C.W. Kraushaar Galleries, New York, 1924
William F. Laporte, Passaic, New Jersey, 1924 (acquired from the above)
Thrift Shop of the Girls Club of New York, New York, by 1959
Acquired by the present owner from the above, 1959

Literature

Albert Eugene Gallatin, Gaston Lachaise, New York, 1924, pp. 13, 51, illustration of another example pl. 14
Donald Bannard Goodall, "Gaston Lachaise, Sculptor," Ph.D. dissertation, Harvard University, 1969, vol. I, pp. 187, 397-400, 416n116, 158, 161; vol. II, pp. 137-38, 485-86, illustration of another example pl. LXIII
Sam Hunter and David Finn, Lachaise, New York, 1993, illustrations of another example pp. 43, 70-73
Gerald Peters Gallery, Gaston Lachaise: A Modern Epic Vision, New York, 2012, illustration of another example pl. 46

Catalogue Note

One of Gaston Lachaise's most popular works, The Peacocks not only expresses the artist’s deep love for wild creatures but also exhibits his delight in creating opulent, energized, rhythmically interrelated forms. Lachaise viewed peacocks and other animals as embodiments of fundamental force. The plaster model for The Peacocks was included in Lachaise’s first solo exhibition at New York's Bourgeois Galleries in 1918, and helped to bring him immediate fame. It was also reproduced the following year in Vanity Fair.

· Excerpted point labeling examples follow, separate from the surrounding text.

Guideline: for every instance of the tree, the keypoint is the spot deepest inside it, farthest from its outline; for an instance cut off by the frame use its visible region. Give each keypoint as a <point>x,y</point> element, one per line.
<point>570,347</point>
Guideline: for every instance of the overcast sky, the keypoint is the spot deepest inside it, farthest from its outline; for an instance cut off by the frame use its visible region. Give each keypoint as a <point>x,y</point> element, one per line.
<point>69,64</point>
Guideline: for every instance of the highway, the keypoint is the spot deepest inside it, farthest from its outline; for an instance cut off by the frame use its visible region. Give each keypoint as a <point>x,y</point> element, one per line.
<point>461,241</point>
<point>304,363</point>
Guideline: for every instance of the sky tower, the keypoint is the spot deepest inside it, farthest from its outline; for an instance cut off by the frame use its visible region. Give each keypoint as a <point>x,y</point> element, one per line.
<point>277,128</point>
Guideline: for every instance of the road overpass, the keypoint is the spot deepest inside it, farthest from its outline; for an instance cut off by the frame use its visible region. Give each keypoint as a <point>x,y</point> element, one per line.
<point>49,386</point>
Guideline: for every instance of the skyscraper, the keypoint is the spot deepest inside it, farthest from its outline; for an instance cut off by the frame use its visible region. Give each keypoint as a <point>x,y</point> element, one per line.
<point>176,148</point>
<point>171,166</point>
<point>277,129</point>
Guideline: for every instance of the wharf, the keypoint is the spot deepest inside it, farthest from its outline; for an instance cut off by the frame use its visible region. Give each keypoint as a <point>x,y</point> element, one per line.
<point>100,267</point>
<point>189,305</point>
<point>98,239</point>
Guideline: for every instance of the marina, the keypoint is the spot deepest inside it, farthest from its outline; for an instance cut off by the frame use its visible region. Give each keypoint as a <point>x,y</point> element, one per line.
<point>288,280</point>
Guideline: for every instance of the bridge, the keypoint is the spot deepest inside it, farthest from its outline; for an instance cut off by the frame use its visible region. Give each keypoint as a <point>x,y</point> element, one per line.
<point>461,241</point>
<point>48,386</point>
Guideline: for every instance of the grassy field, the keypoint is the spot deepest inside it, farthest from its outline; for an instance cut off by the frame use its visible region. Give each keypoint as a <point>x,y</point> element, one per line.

Lachaise registered the copyright for the composition in June 1922, and a total of fourteen bronze casts of the work (of a projected edition of twenty) were made according to his specifications at the Roman Bronze Works between that date and 1929 for John Kraushaar, the director of the C. W. Kraushaar Galleries in New York City, to whom Lachaise sold the entire edition. Six of the casts are now included in significant public collections such as The Metropolitan Museum of Art. The present bronze, the sixth in the edition, was cast in April 1924 and was purchased five months later by William F. Laporte (1874-1958); it was the first of several sculptures by Lachaise acquired by this dedicated collector and his wife. The plaster model for The Peacocks is lost.